What Were the First Animals Like? | The Institute for Creation Research

What Were the First Animals Like?

Are Ediacaran "fossils" actually remains of ancient living things, or did simple natural processes generate fossil look-alikes? Correctly identifying these tracks (or traces) matters significantly to those who insist these Ediacaran rocks—which secularists believe to be over 550 million years old—came from a time when Earth's earliest animal life first appeared. Are these scientists looking at fossils made by the supposed ancestor common to all animals?

The latest research reveals enough clues to discern a clear answer. And along the way, secular scientists encountered evidence that confirms special creation.

The curious fossil features in question bear the genus name Aspidella and often consist of concentric, circular or oval, disc-like shapes. Most are only a few inches in diameter. Three scientists examined the allegedly ancient fossils, which outcrop in Newfoundland and a few other places, and published their results in Geology.1

The Geology authors proposed a few natural mechanisms, including fluid pipes and collapsed sediments, that might have explained the formation of Aspidella. However, they could not replicate these Aspidella structures in laboratory experiments, a fact that indicates biological origins.

The researchers concluded that Aspidella traces look like animal tracks—specifically, tracks that today's sea anemones might have made.

One clue that sold the researchers on this hypothesis was the pattern of fossil trails showing where several Aspidella discs partly overlapped one another. The underwater animals left these trails as they were sliding sideways through mud in different directions. When the animals pushed slightly upward, they left telltale concentric rings.

Another clue came by comparing Aspidella tracks to sea anemone anatomy. They match.
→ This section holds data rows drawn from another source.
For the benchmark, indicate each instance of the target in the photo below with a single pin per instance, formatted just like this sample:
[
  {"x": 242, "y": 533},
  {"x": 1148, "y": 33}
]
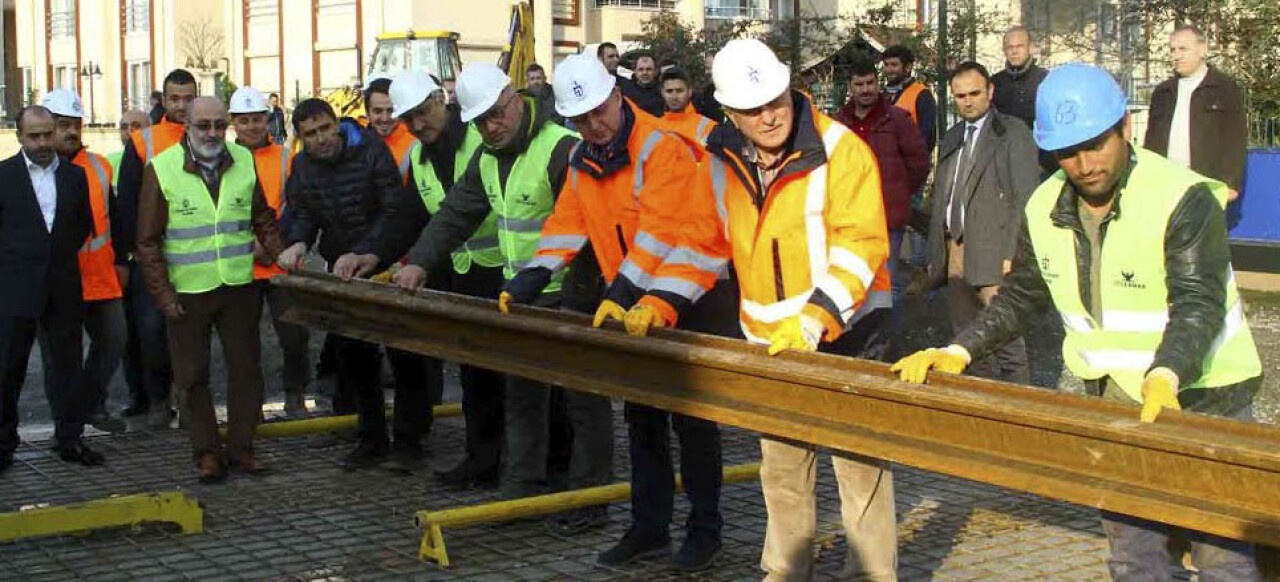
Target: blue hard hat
[{"x": 1077, "y": 102}]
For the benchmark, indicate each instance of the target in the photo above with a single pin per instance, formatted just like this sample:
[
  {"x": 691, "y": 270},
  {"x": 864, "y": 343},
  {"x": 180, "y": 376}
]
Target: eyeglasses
[
  {"x": 497, "y": 109},
  {"x": 218, "y": 124}
]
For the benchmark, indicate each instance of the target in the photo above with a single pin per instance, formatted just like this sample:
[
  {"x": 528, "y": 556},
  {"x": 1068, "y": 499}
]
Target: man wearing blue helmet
[{"x": 1130, "y": 250}]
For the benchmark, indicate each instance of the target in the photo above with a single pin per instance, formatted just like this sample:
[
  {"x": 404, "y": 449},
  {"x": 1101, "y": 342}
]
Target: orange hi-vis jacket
[
  {"x": 97, "y": 257},
  {"x": 632, "y": 218},
  {"x": 906, "y": 101},
  {"x": 273, "y": 164},
  {"x": 401, "y": 141},
  {"x": 152, "y": 141},
  {"x": 813, "y": 242},
  {"x": 689, "y": 123}
]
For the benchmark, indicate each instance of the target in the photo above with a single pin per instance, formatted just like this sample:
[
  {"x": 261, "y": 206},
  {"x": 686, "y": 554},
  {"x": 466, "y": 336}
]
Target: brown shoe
[
  {"x": 210, "y": 468},
  {"x": 246, "y": 463}
]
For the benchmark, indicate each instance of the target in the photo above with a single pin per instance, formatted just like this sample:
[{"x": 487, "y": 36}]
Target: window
[
  {"x": 62, "y": 18},
  {"x": 137, "y": 15},
  {"x": 140, "y": 86},
  {"x": 649, "y": 4}
]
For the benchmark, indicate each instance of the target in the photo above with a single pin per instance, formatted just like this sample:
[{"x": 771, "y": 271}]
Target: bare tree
[{"x": 202, "y": 42}]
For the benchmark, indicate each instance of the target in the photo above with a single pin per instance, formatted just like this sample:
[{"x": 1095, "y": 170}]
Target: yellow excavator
[{"x": 437, "y": 53}]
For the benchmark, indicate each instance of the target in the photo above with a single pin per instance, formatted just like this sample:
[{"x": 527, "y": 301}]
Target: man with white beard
[{"x": 200, "y": 211}]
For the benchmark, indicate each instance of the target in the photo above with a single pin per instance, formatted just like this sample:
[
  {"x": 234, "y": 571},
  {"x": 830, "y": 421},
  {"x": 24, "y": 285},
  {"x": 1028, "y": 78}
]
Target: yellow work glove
[
  {"x": 608, "y": 310},
  {"x": 1159, "y": 392},
  {"x": 914, "y": 369},
  {"x": 640, "y": 319},
  {"x": 796, "y": 333}
]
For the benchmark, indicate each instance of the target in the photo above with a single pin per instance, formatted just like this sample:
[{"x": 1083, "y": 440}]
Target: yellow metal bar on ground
[
  {"x": 170, "y": 507},
  {"x": 432, "y": 522},
  {"x": 329, "y": 424}
]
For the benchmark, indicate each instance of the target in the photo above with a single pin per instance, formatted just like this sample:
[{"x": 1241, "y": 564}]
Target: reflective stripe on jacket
[
  {"x": 272, "y": 163},
  {"x": 1134, "y": 297},
  {"x": 814, "y": 242},
  {"x": 632, "y": 219},
  {"x": 97, "y": 257},
  {"x": 208, "y": 244}
]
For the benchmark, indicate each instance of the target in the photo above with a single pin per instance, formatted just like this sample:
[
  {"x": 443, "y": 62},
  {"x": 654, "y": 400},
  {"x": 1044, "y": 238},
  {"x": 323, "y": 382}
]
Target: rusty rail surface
[{"x": 1187, "y": 470}]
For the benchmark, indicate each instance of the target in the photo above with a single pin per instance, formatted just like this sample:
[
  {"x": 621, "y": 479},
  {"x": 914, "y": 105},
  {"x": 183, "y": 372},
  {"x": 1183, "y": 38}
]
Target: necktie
[{"x": 963, "y": 166}]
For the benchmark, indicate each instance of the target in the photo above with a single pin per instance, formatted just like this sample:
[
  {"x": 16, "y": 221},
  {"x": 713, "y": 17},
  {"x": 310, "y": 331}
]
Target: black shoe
[
  {"x": 109, "y": 424},
  {"x": 469, "y": 473},
  {"x": 77, "y": 452},
  {"x": 579, "y": 521},
  {"x": 696, "y": 553},
  {"x": 364, "y": 456},
  {"x": 634, "y": 546},
  {"x": 405, "y": 459}
]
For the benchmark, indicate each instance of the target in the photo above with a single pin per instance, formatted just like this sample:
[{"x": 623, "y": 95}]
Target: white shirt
[
  {"x": 1180, "y": 128},
  {"x": 955, "y": 180},
  {"x": 46, "y": 188}
]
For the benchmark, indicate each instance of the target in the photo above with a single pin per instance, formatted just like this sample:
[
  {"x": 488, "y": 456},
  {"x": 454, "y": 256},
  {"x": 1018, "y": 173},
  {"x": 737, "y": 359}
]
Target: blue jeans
[{"x": 900, "y": 279}]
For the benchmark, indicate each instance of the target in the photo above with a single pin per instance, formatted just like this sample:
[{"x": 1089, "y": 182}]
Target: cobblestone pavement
[{"x": 306, "y": 519}]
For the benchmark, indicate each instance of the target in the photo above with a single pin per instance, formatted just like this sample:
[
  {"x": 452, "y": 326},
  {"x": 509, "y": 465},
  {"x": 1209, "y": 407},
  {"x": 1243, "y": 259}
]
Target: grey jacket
[{"x": 1004, "y": 175}]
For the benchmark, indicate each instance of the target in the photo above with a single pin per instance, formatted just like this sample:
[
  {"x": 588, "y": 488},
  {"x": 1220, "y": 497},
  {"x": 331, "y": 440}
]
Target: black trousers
[
  {"x": 481, "y": 389},
  {"x": 71, "y": 404},
  {"x": 360, "y": 375},
  {"x": 653, "y": 487}
]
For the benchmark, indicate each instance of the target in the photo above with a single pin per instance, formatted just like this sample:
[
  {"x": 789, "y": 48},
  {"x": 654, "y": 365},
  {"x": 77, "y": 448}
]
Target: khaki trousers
[{"x": 789, "y": 476}]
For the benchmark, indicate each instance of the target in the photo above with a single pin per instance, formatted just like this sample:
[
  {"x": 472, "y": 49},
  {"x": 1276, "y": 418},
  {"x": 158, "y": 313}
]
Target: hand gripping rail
[{"x": 1185, "y": 470}]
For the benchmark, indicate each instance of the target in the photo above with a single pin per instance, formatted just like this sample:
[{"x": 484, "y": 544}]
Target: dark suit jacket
[
  {"x": 1004, "y": 175},
  {"x": 1219, "y": 132},
  {"x": 37, "y": 264}
]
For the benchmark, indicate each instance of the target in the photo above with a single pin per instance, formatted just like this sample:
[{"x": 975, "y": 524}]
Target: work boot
[
  {"x": 469, "y": 473},
  {"x": 210, "y": 468},
  {"x": 635, "y": 545},
  {"x": 405, "y": 458},
  {"x": 296, "y": 404},
  {"x": 698, "y": 551},
  {"x": 579, "y": 521},
  {"x": 364, "y": 456},
  {"x": 109, "y": 424}
]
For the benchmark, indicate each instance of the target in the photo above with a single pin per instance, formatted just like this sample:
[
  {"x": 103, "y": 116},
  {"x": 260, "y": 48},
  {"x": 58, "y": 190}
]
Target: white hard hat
[
  {"x": 247, "y": 100},
  {"x": 479, "y": 87},
  {"x": 581, "y": 85},
  {"x": 748, "y": 74},
  {"x": 63, "y": 102},
  {"x": 408, "y": 90}
]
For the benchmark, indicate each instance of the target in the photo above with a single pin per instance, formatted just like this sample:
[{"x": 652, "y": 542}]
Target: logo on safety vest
[{"x": 1127, "y": 280}]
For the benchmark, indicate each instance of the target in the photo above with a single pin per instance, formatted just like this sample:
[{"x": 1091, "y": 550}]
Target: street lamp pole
[{"x": 92, "y": 72}]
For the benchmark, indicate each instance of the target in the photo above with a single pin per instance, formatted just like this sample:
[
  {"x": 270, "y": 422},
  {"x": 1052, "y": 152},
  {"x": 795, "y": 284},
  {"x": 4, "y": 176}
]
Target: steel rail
[{"x": 1193, "y": 471}]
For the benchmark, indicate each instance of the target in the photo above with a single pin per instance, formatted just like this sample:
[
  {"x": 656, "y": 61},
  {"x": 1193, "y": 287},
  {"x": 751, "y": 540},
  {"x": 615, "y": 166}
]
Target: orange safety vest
[
  {"x": 97, "y": 257},
  {"x": 909, "y": 96},
  {"x": 817, "y": 243},
  {"x": 689, "y": 123},
  {"x": 273, "y": 165},
  {"x": 401, "y": 141},
  {"x": 151, "y": 141},
  {"x": 632, "y": 218}
]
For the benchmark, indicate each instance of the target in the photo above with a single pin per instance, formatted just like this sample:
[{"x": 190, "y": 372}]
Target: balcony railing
[
  {"x": 644, "y": 4},
  {"x": 737, "y": 12}
]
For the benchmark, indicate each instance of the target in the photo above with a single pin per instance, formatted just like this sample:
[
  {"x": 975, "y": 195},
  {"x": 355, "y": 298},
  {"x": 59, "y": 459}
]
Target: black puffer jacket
[
  {"x": 1196, "y": 262},
  {"x": 350, "y": 198}
]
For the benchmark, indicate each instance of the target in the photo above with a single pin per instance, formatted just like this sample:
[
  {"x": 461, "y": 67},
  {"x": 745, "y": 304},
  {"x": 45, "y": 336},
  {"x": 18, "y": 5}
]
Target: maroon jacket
[{"x": 900, "y": 150}]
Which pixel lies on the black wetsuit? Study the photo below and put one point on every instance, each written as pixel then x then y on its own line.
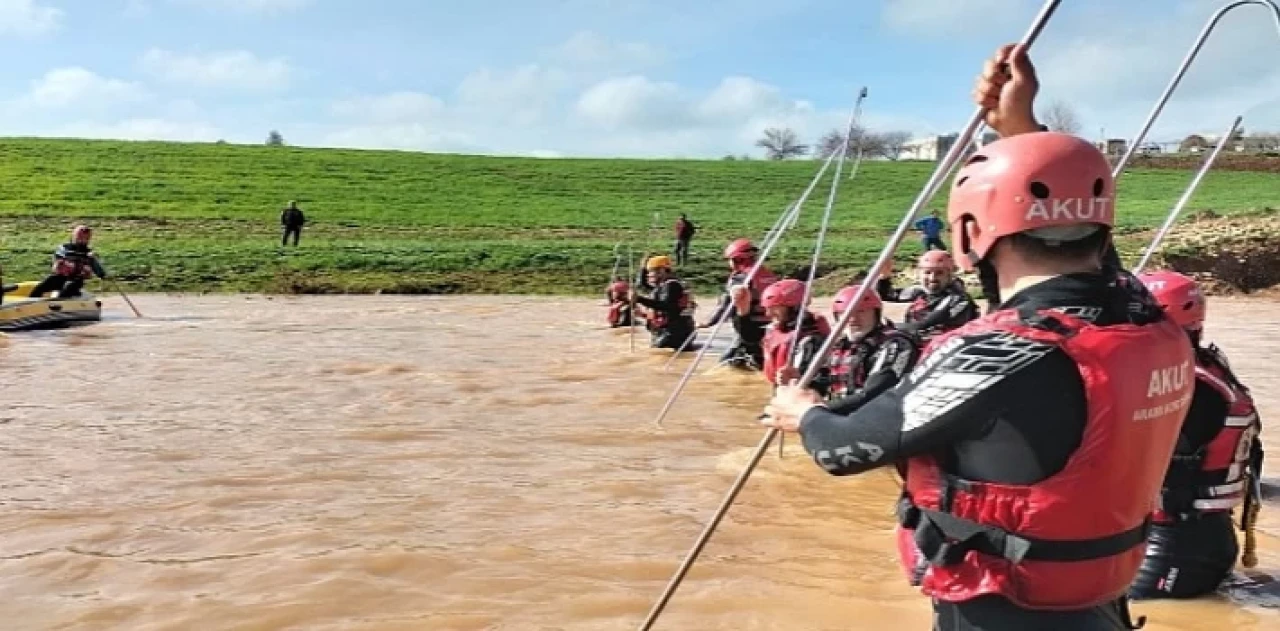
pixel 69 287
pixel 667 302
pixel 745 352
pixel 1196 553
pixel 1018 429
pixel 933 312
pixel 883 356
pixel 292 220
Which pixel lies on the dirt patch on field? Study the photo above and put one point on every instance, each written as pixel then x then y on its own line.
pixel 1228 255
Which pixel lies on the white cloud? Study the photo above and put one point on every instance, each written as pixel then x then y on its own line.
pixel 233 68
pixel 248 7
pixel 635 103
pixel 140 129
pixel 406 136
pixel 592 49
pixel 78 87
pixel 392 108
pixel 525 95
pixel 1234 73
pixel 951 17
pixel 28 17
pixel 624 115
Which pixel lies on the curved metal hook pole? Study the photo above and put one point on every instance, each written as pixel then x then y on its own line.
pixel 826 223
pixel 1187 196
pixel 1182 71
pixel 927 193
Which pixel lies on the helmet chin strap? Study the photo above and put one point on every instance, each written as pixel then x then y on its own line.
pixel 990 284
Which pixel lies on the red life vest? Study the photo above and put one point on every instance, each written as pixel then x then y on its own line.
pixel 850 362
pixel 760 282
pixel 777 343
pixel 72 264
pixel 620 314
pixel 658 319
pixel 1212 479
pixel 1074 540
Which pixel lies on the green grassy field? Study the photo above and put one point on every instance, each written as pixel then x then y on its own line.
pixel 178 216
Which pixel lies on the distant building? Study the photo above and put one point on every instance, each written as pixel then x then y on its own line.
pixel 1114 146
pixel 933 147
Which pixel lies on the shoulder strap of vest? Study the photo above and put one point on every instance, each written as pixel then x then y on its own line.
pixel 1051 321
pixel 1214 353
pixel 944 539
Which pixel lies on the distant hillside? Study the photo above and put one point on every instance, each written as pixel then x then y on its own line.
pixel 200 216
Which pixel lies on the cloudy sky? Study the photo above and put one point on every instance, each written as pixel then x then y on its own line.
pixel 599 77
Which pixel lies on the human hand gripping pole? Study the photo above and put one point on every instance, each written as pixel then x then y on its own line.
pixel 926 195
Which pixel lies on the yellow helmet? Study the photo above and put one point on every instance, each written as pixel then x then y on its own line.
pixel 658 261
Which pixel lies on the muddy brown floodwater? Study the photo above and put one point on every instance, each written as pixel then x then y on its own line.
pixel 446 463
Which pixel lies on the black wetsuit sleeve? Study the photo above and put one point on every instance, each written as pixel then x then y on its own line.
pixel 722 307
pixel 890 293
pixel 951 312
pixel 670 301
pixel 748 328
pixel 804 355
pixel 958 393
pixel 1205 419
pixel 892 362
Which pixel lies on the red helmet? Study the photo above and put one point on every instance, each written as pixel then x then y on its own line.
pixel 1179 296
pixel 869 301
pixel 786 292
pixel 1052 186
pixel 741 248
pixel 936 259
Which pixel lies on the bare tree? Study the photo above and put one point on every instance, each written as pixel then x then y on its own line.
pixel 1060 117
pixel 1262 141
pixel 781 143
pixel 891 143
pixel 859 140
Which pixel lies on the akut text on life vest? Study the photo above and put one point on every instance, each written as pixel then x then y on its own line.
pixel 1214 478
pixel 849 365
pixel 1075 539
pixel 777 342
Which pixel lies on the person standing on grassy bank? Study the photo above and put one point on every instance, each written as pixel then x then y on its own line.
pixel 685 231
pixel 292 219
pixel 931 232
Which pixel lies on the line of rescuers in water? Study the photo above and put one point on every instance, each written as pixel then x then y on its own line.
pixel 1079 446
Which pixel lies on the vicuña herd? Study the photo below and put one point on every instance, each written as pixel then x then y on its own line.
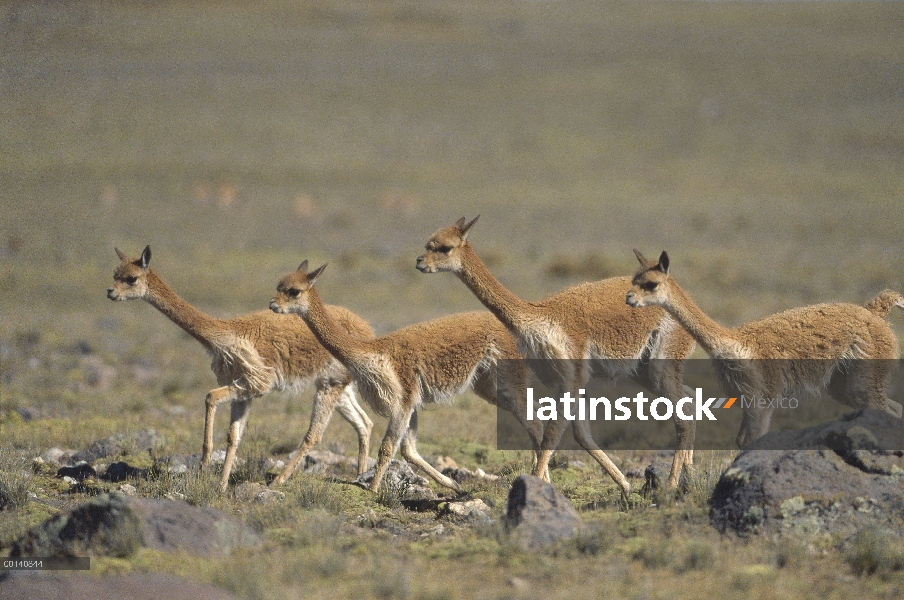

Living anemones that inhabit marine mud flats hide most of themselves under a thin layer of sediment but leave a small, upward-pointed mouth exposed to the sea water above, poised to capture and ingest tiny prey. If a storm washes sediment over them, these anemones contract their short, pedestal-like, circular foot then work themselves upward to expose their hungry mouths again. That round foot can leave the same kinds of mud marks that made Ediacaran Aspidella fossils.2

But this implies, in the Geology authors' words, "characteristically animal behavior," including "the ability to respond rapidly to mild environmental stress induced by sedimentation" and movement "by muscular contraction."1

So, right from the start, animals had functioning nerves, muscles, and body shapes integrated with behaviors. In other words, they have always had everything they need to live, just as Genesis asserts.

The clues these scientists uncovered show that creatures still identifiable as living today very likely made the Ediacaran fossil traces. Which idea requires more faith: imagining that 560 million years of mutation and natural selection generated no changes to these mud-inhabiting anemones or understanding that God fully outfitted anemones right from the start?

What were the first animals like? They were like the ones we see today.

References

  1. Menon, L. R., D. McIlroy, and M. D. Brasier. 2013. Evidence for Cnidaria-like behavior in ca. 560 Ma Ediacaran Aspidella. Geology. 41(8): 895-898.
  2. Many Flood geologists generally regard Ediacaran strata, which typically have very few fossils, if any, as sediments deposited during the 1,656 or so years between creation and the Flood.

* Mr. Thomas is Science Writer at the Institute for Creation Research.

Article posted on September 16, 2013.